IBM sues Microsoft’s new chief diversity officer over non-compete agreement - MikusR
https://www.geekwire.com/2018/ibm-sues-microsofts-new-chief-diversity-officer-non-compete-agreement/
======
Mononokay
>Microsoft said in a statement, “We’re pleased that Lindsey-Rae decided to
join Microsoft, both to continue to grow in her career and so she, her husband
and their three young children could be closer to her parents and extended
family on the West Coast. We have no interest in any of IBM’s confidential
information.”

>In a declaration filed with the court, McIntyre says, “For diversity work to
be effective, it has to be specific and customized to the company and
workforce at issue. My work at Microsoft must be centered on Microsoft’s
corporate culture and its internal goals as an organization, which are
entirely distinct from IBM’s culture and goals. Similarly, inclusion focuses
on what it feels like to belong and is entirely focused on management and
culture. Therefore, while the work that IBM (or any other technology company)
does on these issues may be interesting, it is not practically useful in my
role at Microsoft.”

How exactly are Microsoft and Mrs. McIntyre trying to justify this? Both of
their statements are effectively, "Oh don't worry, we have no interest in IBM
secrets, and aren't competing with our direct competitor, no way no how."

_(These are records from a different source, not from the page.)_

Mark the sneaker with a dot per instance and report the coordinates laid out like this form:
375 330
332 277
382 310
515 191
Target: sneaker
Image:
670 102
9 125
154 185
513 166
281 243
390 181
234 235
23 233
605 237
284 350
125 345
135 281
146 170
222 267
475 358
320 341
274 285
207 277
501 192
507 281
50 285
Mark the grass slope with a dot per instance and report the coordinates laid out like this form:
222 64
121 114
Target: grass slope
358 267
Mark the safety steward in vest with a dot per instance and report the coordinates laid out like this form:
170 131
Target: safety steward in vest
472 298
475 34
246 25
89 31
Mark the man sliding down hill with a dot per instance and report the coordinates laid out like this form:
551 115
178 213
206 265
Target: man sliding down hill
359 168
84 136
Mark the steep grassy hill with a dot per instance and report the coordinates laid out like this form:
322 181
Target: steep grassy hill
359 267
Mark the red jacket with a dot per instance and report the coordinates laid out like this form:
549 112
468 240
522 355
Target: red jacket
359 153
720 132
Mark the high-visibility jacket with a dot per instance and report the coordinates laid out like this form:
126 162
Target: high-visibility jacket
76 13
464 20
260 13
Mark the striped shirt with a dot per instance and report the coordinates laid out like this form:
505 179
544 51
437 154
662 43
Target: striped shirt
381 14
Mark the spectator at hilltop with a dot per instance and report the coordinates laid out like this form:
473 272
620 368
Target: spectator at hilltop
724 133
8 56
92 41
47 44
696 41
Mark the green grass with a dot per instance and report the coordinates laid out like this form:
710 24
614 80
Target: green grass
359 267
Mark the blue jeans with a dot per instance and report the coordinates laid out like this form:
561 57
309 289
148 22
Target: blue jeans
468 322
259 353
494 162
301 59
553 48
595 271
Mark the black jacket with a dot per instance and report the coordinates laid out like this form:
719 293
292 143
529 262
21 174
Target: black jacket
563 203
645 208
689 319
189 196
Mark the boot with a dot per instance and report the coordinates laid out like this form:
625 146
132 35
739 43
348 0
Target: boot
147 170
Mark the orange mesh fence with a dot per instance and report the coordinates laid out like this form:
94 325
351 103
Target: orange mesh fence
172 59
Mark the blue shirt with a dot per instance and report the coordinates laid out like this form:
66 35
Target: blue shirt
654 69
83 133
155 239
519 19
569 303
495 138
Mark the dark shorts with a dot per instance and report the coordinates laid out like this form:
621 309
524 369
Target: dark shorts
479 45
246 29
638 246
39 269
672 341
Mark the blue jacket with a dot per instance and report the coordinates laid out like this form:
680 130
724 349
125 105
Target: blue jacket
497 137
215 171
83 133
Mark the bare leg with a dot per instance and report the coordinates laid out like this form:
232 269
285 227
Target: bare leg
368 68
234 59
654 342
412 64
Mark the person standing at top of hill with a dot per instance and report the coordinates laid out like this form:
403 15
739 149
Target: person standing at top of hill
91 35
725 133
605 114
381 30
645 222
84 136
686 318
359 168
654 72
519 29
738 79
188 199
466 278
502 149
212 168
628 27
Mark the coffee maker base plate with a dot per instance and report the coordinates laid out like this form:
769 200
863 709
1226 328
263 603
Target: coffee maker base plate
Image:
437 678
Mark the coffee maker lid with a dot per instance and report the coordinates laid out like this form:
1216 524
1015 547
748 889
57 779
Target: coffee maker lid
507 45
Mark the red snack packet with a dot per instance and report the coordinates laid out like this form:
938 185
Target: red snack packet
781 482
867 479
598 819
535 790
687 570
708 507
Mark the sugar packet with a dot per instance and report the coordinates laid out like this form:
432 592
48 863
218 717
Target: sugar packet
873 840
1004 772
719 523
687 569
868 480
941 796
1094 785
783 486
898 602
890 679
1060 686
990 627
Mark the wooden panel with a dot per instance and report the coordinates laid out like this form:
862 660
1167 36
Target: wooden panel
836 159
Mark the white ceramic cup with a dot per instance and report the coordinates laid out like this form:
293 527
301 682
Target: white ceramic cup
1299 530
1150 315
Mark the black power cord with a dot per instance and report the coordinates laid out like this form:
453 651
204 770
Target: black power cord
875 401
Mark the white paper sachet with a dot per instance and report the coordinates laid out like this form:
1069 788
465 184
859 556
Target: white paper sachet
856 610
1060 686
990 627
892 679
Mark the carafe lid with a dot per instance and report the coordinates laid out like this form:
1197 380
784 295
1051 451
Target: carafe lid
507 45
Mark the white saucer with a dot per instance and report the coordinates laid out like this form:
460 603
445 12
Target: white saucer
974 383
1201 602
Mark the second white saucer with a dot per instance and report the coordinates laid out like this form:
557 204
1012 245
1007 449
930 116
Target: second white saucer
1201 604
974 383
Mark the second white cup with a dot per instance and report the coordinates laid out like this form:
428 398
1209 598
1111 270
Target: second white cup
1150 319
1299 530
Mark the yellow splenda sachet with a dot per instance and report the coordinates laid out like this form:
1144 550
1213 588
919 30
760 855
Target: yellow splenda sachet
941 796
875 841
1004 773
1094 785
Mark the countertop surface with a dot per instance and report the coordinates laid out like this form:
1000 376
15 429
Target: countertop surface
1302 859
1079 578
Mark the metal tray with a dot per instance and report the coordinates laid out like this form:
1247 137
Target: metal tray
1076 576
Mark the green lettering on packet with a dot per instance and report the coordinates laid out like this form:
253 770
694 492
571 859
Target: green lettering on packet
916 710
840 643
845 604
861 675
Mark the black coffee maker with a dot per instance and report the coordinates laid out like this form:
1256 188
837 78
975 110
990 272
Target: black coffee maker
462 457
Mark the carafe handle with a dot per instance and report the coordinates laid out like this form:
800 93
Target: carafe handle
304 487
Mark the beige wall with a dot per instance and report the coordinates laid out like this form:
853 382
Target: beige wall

>"IBM surprisingly seeks a draconian temporary restraining order and
preliminary injunction to prevent McIntyre from working -- for an entire year,
in any position, anywhere in the world, for any company IBM deems to be a
‘competitor’ in any dimension"

This would make sense, if Microsoft and IBM weren't directly competing in
multiple areas. See:

[https://www.ibm.com/cloud/](https://www.ibm.com/cloud/) vs
[http://azure.microsoft.com/](http://azure.microsoft.com/)

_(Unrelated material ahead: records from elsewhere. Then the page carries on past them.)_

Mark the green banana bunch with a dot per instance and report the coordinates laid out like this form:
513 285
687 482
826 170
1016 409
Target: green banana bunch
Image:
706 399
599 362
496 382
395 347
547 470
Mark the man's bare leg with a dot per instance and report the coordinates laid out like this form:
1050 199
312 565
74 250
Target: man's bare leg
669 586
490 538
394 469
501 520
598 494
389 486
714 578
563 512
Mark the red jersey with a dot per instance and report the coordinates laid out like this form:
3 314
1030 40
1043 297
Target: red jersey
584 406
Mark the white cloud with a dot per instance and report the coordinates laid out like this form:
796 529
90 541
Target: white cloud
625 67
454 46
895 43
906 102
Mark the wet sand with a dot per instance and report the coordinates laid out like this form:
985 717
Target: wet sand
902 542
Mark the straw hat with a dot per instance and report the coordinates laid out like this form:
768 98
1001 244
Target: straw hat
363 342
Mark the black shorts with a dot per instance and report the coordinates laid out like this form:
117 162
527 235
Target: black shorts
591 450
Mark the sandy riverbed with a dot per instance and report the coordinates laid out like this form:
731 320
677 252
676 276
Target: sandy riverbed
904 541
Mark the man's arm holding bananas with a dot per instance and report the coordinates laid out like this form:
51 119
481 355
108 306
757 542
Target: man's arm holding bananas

[https://www.ibm.com/watson/](https://www.ibm.com/watson/) vs
[https://www.microsoft.com/en-
us/ai/default.aspx](https://www.microsoft.com/en-us/ai/default.aspx)

And in a fair deal of their open source projects:

[https://github.com/ibm](https://github.com/ibm) vs
[https://github.com/Microsoft](https://github.com/Microsoft)

I personally think Non-Compete Agreements generally aren't reasonable, but she
agreed to it. The case is black and white.